I once attended Church with a friend of mine when I was in my "searching" stage (for lack of a better term).
They had a brand new pastor and it was one of his first sermons. It really surprised me, because he began his sermon by stating that we needed to rethink God's omniscience, or at least our definition of it.
His reasoning seemed sound to me, actually. He said that, if we really want to believe that God knows not only all that is but all that will be, he would have known from the start that man would fall, that Lucifer would rebel and that he would have to take terrible actions against Humanity at various points in history. For him (the pastor) this did not jive with the idea of a loving God, and had repercussions in terms of free will as well. Not for man, but for God; see, if God knows everything that will ever happen, God essentially makes no choices, instead just follows a script.

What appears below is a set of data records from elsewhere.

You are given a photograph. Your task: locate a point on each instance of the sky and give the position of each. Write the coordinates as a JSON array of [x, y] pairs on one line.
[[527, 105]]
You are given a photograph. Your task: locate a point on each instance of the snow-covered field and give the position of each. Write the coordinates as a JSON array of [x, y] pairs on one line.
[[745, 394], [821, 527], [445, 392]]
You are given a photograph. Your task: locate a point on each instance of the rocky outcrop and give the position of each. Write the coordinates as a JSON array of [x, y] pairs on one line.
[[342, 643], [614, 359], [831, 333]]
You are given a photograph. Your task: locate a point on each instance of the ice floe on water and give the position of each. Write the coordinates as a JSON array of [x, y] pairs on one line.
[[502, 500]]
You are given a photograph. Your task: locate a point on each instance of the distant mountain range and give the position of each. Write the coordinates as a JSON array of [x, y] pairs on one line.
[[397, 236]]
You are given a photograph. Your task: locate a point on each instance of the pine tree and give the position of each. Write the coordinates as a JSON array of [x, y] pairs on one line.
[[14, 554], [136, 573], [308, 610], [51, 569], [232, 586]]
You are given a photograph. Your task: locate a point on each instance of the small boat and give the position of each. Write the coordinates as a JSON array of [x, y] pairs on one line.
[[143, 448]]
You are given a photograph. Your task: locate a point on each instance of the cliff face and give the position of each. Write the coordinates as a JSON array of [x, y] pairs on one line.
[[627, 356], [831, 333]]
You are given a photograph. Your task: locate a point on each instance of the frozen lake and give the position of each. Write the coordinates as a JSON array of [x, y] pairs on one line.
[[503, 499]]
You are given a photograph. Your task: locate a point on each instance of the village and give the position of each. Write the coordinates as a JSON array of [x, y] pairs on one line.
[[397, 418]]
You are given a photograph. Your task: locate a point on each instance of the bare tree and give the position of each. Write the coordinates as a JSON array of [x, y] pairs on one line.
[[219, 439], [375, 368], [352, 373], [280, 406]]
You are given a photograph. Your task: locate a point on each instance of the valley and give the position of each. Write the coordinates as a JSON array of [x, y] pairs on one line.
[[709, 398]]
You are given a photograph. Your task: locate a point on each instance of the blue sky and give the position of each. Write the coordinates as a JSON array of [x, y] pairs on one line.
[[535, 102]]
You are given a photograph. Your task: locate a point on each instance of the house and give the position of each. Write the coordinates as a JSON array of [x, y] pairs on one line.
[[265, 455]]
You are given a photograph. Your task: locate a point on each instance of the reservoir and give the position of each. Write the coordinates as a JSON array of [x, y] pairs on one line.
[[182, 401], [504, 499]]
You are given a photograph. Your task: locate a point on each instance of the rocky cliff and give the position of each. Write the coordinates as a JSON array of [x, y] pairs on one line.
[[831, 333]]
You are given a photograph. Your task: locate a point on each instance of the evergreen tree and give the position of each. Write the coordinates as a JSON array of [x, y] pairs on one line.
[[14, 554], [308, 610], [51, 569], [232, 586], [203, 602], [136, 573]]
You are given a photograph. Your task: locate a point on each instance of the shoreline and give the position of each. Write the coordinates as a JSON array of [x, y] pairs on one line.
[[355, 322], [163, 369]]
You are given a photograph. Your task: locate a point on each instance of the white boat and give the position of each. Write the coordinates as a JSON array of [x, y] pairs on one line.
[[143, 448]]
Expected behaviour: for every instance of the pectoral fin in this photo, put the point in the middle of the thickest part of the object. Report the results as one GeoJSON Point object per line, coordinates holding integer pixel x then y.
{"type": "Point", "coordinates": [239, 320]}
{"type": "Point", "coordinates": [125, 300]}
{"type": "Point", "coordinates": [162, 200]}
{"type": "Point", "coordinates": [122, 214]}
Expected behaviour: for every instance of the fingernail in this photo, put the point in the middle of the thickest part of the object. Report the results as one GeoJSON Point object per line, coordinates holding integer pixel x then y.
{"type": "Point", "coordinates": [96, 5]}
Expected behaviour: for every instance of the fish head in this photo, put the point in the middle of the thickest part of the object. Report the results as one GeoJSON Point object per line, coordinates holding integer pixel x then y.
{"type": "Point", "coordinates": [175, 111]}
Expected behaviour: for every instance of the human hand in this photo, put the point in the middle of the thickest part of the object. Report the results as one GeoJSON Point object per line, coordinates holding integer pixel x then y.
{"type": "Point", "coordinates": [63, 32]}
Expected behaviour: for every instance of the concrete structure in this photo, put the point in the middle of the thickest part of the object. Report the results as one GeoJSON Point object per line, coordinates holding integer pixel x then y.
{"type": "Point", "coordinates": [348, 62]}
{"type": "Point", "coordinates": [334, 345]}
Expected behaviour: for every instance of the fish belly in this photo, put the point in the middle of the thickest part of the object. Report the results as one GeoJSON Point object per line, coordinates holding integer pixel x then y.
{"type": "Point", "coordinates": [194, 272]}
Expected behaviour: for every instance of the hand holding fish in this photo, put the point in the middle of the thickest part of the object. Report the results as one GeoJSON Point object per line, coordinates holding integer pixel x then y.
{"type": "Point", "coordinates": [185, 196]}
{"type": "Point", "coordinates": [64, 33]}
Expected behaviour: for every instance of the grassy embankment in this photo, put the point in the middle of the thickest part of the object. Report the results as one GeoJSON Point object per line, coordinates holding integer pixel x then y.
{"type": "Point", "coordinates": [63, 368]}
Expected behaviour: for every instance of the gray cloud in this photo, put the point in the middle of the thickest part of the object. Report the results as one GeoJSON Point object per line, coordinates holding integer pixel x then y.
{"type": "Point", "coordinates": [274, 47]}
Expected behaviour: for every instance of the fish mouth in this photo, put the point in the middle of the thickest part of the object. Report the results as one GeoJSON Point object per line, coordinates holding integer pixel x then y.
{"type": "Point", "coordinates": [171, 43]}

I found it a very interesting sermon. His conclusion was that God was not all knowing, because only a God which did not know the future with precise detail could desire to create and experience the joys of, for lack of a better word, parenthood. If he had known from the start what would happen, he would have already, for lack of a better way of saying it, experienced his own creation in his own mind. So God is creative and loving in this model, as curious and anxious to see what his creation will become as any parent.
I found this particular view to be very appealing. However, most of the congregation did not. He made a lot of people mad and didn't last too much longer.